Gestational exposure to excess T leads to intrauterine growth restriction, low birth weight, and adult metabolic/reproductive disorders in female sheep. We hypothesized that as early mediators of such disruptions, gestational T disrupts steroidal and metabolic homeostasis in both the mother and fetus by both androgenic and metabolic pathways. Maternal blood samples were measured weekly for levels of insulin, glucose, and progesterone from four groups of animals: control; gestational T (twice weekly im injections of 100 mg of T propionate from d 30 to d 90 of gestation); T plus an androgen antagonist, flutamide (15 mg/kg·d oral; T-Flutamide); and T plus the insulin sensitizer, rosiglitazone (0.11 mg/kg·d oral; T-Rosi) (n = 10-12/group). On day 90 of gestation, maternal and umbilical cord samples were collected after a 48-hour fast from a subset (n = 6/group) for the measurement of steroids, free fatty acids, amino acids, and acylcarnitines. Gestational T decreased maternal progesterone levels by 36.5% (P < .05), which was prevented by flutamide showing direct androgenic mediation. Gestational T also augmented maternal insulin levels and decreased medium chained acylcarnitines, suggesting increased mitochondrial fatty acid oxidation. These changes were prevented by rosiglitazone, suggesting alterations in maternal fuel use. Gestational T-induced increases in fetal estradiol were not prevented by either cotreatment. Gestational T disrupted associations of steroids with metabolites and progesterone with acylcarnitines, which was prevented either by androgen antagonist or insulin sensitizer cotreatment. These findings suggest a future combination of these treatments might be required to prevent alteration in maternal/fetal steroidal and metabolic milieu(s).

Figure 1.

Maternal progesterone (top), LH (middle), and FSH (bottom) plasma levels (mean ± SEM) from days 30 to 86 of gestation at weekly intervals (C, n = 12; T, n = 12, T-Flutamide, n = 10; T-Rosi, n = 10).

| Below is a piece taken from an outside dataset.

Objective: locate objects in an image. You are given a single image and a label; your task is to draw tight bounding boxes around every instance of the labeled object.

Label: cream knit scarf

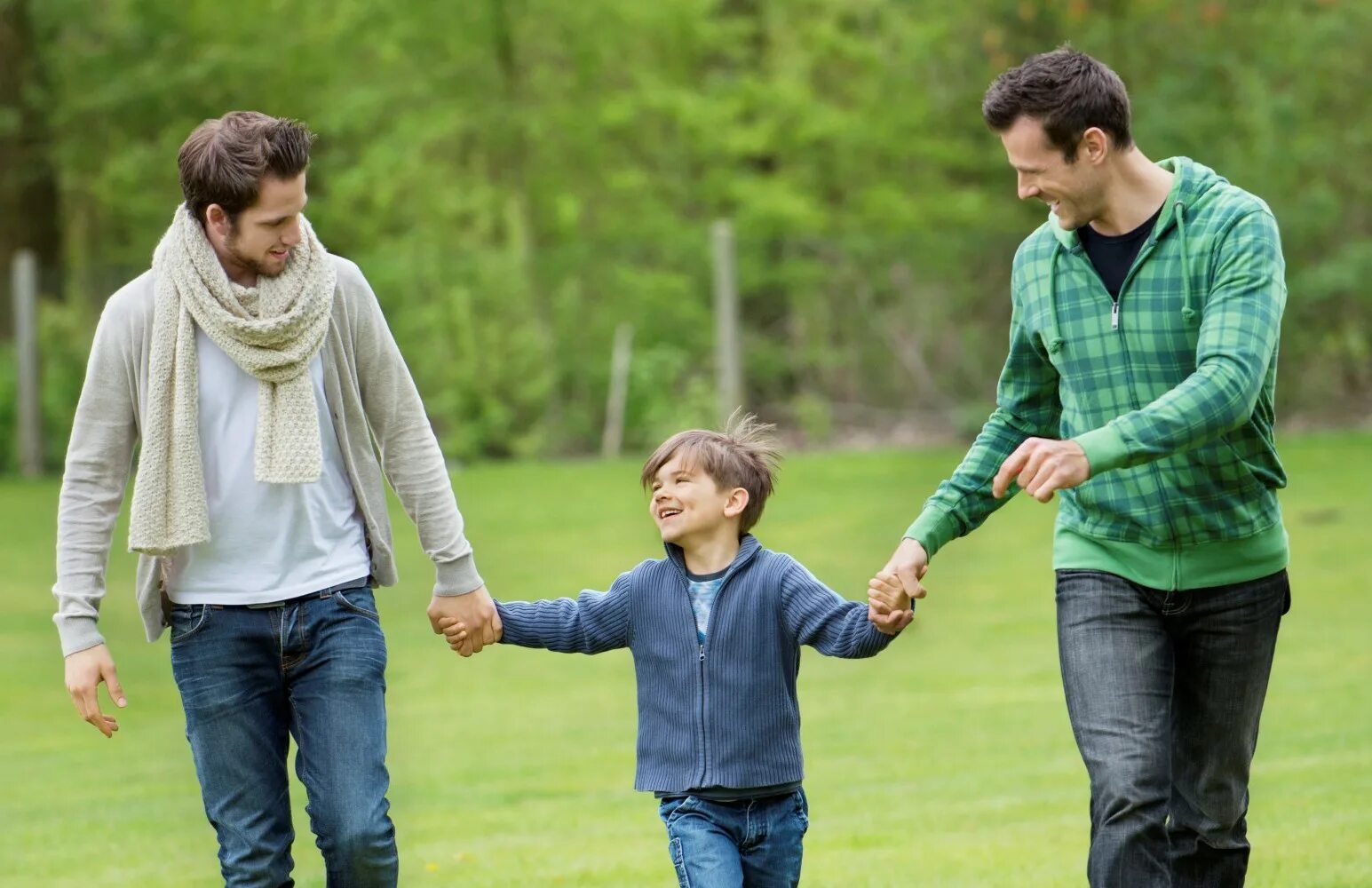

Values with asterisk differ significantly (P < .05) from the control group. C, controls; T, treated with T; TF, treated with T plus flutamide; TR, treated with T plus rosiglitazone.

Figure 2.

Maternal (left panels) and fetal (right panels) samples. T (top; A), androstenedione (upper middle; B), estradiol (lower middle; C), and estrone (bottom; D) plasma levels (mean ± SEM) on day 90 of gestation are shown. For maternal samples, a subset of the entire group was randomly selected for steroid measures (n = 6/group). The corresponding fetal subset (range per group: n = 6–9) samples were assayed. Values with asterisks differ significantly from controls. **, P < .01; *, P < .05). C, controls; T, treated with T; TF, treated with T plus flutamide; TR, treated with T plus rosiglitazone.

Figure 3.

Maternal (left panels) and fetal (right panels) samples. Progesterone (top; A), cortisol (upper middle; B), insulin (lower middle; C), and glucose (bottom; D) plasma levels (mean ± SEM) on day 90 of gestation are shown. All maternal (range per group: n = 10–12) and fetal (range per group: n = 7–12) samples were included in these measures. Values with asterisks differ significantly from controls. *, P < .05. C, controls; T, treated with T; TF, treated with T plus flutamide; TR, treated with T plus rosiglitazone.